# Stanford MFA in Documentary Film



## FilmSchool.org (Feb 26, 2021)

This thread is for the general discussion of the film school Stanford MFA in Documentary Film. Please add to the discussion here.


----------



## LikeAnXray (Mar 2, 2021)

Any one got interview request?


----------



## User987654321 (Mar 3, 2021)

LikeAnXray said:


> Any one got interview request?


I haven't. Have you heard of anyone getting an interview yet? They say they'll give decisions on March 15 so I'd guess they would have begun interviewing by now but I haven't heard anything


----------



## LikeAnXray (Mar 3, 2021)

User987654321 said:


> I haven't. Have you heard of anyone getting an interview yet? They say they'll give decisions on March 15 so I'd guess they would have begun interviewing by now but I haven't heard anything


I haven't heard of anyone got an interview. Was it because they have too many applicants this year? Or do they interview candidates this year?


----------



## tr0624 (Mar 12, 2021)

we're getting close to the decision deadline! good luck, everyone!


----------



## ronniegetsreal (Mar 13, 2021)

Haven’t heard back yet. It’s got to be Monday, March 15


----------



## FilmSchool.org (Mar 13, 2021)

The film school Stanford MFA in Documentary Film has been updated:

Added Acceptance Data tab


----------



## tr0624 (Mar 15, 2021)

any updates??


----------



## Chika67 (Mar 15, 2021)

tr0624 said:


> any updates??


Nope, no news yet.


----------



## Lensandblur (Mar 16, 2021)

Has anyone received a decision email?


----------



## tr0624 (Mar 16, 2021)

Lensandblur said:


> Has anyone received a decision email?


nothing yet!


----------



## LikeAnXray (Mar 16, 2021)

nothing.. Were you guys' checklist updated?


----------



## juno416666 (Mar 16, 2021)

haven’t heard back either 

did anyone here get an interview? I’m pretty sure it’s necessary for admission, I’m wondering if they sent out the acceptances yesterday and rejections are on the way


----------



## tr0624 (Mar 16, 2021)

juno416666 said:


> haven’t heard back either
> 
> did anyone here get an interview? I’m pretty sure it’s necessary for admission, I’m wondering if they sent out the acceptances yesterday and rejections are on the way


that's what i was thinking as well, but i haven't seen anyone get an interview. 

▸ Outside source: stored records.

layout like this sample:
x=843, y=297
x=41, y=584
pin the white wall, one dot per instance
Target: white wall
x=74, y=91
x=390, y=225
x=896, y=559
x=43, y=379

also nothing on my checklist has been updated


----------



## User987654321 (Mar 16, 2021)

Yeah, I haven't heard anything back yet either and no changes on the checklist.


----------



## Chika67 (Mar 16, 2021)

juno416666 said:


> haven’t heard back either
> 
> did anyone here get an interview? I’m pretty sure it’s necessary for admission, I’m wondering if they sent out the acceptances yesterday and rejections are on the way


I got an interview. It was totally unexpected and it went fine - I thought. But also haven’t heard back so... yeah.


----------



## tr0624 (Mar 16, 2021)

Chika67 said:


> I got an interview. It was totally unexpected and it went fine - I thought. But also haven’t heard back so... yeah.


congrats!! when did you hear from them about the interview?


----------



## Chika67 (Mar 16, 2021)

tr0624 said:


> congrats!! when did you hear from them about the interview?


I got an email request on the 3rd of March.


----------



## LikeAnXray (Mar 16, 2021)

application status will be updated by 6pm PST today March 16. --- email from school


----------